One nice thing about ITIL is it provides definitions for almost everything in IT service management. First things first. We need to define these two terms.
  • An incident is an unplanned disruption or degradation of service.
  • A problem is a cause of one or more incidents.

    Quite often, these two terms are used interchangeably. This causes a lot of confusion. Sometimes people will add another term, "issue" to mean the same thing.

    What is an Incident? 

    Based on the definition provided, an incident is something that needs to be resolved immediately. This can either be through a permanent fix, a workaround or a temporary fix.
    A server crash would be an example of an incident if it causes a disruption in the business process. If a server is used only during office hours, a crash after office hours is, strictly speaking based on the definition, not yet an incident since no service was affected. It becomes an incident only when the outage extends to the hours of use.

    If a disruption is planned like a scheduled maintenance, this is not an incident. The outage should not be counted as part of the unavailability.

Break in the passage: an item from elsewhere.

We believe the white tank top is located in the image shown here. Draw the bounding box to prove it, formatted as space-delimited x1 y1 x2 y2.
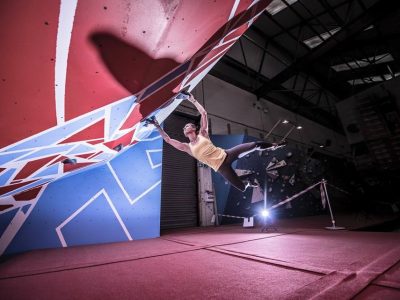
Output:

If the scheduled outage exceeds the planned schedule, then the over time for the outage becomes an incident.

    If an incident requires changes the emergency change process is normally followed, specially if the service level is critical.

    What is a Problem? 

    Problems are not incidents. An incident can raise a problem, specially if there is a high possibility that the incident might happen again. In the case of a server crash after office hours, the crash is a problem. This is a high priority problem because if this problem is not resolved before the scheduled availability, this becomes an incident.

    An incident does not become a problem because they are two different things. A problem may be raised because of an incident and as we've seen in the previous example, a problem may cause an incident. You may raise a problem ticket and link it to an incident.

    The root cause of the problem may be known or not known. In any case, the following actions may be taken for problems:

    1. Do nothing - if the problem does not affect the business, or if the cost of fixing the problem exceeds its benefits
    2. Deploy work around if the determination of root cause exceeds the benefits.
    3. Determine root cause and fix the problem if the benefit is worth it.

    Incident vs Problem: What is the Difference?

    To illustrate this further, let's take a practical example.

    You are driving your car and you got a flat tire. This is an incident because it disrupted the service: transportation to a destination. You fix this by either changing the tire yourself or calling road-side assistance. Once the tire has been changed, the incident is closed. But now, you have a problem, you are running on your spare tire.

    To fix the problem, you need to repair the flat tire and put it back.

    Another example would be that you are driving on an almost bald tire. This is a problem. If you continue to drive your car with that bald tire, you are bound to have an incident.

    Normally, an incident needs to be fixed within a specific timeline. Problems can be left indefinitely until an incident happens.

    Questions to Help Identify Incident and Problem 

    I work in a maintenance shop and quite often, there is much discussion on whether something is an incident or a problem. There is only one question to ask: Should this be fixed now. Of course, when you talk to some people, they will always say yes. So to help me further, I ask the following questions:
    1. Is the service unusable?
    2. Is there a degradation of the service?
    3. Is the business process affected?
    4. Are service levels affected?
    If you answer yes to one of these questions, it is probably an incident.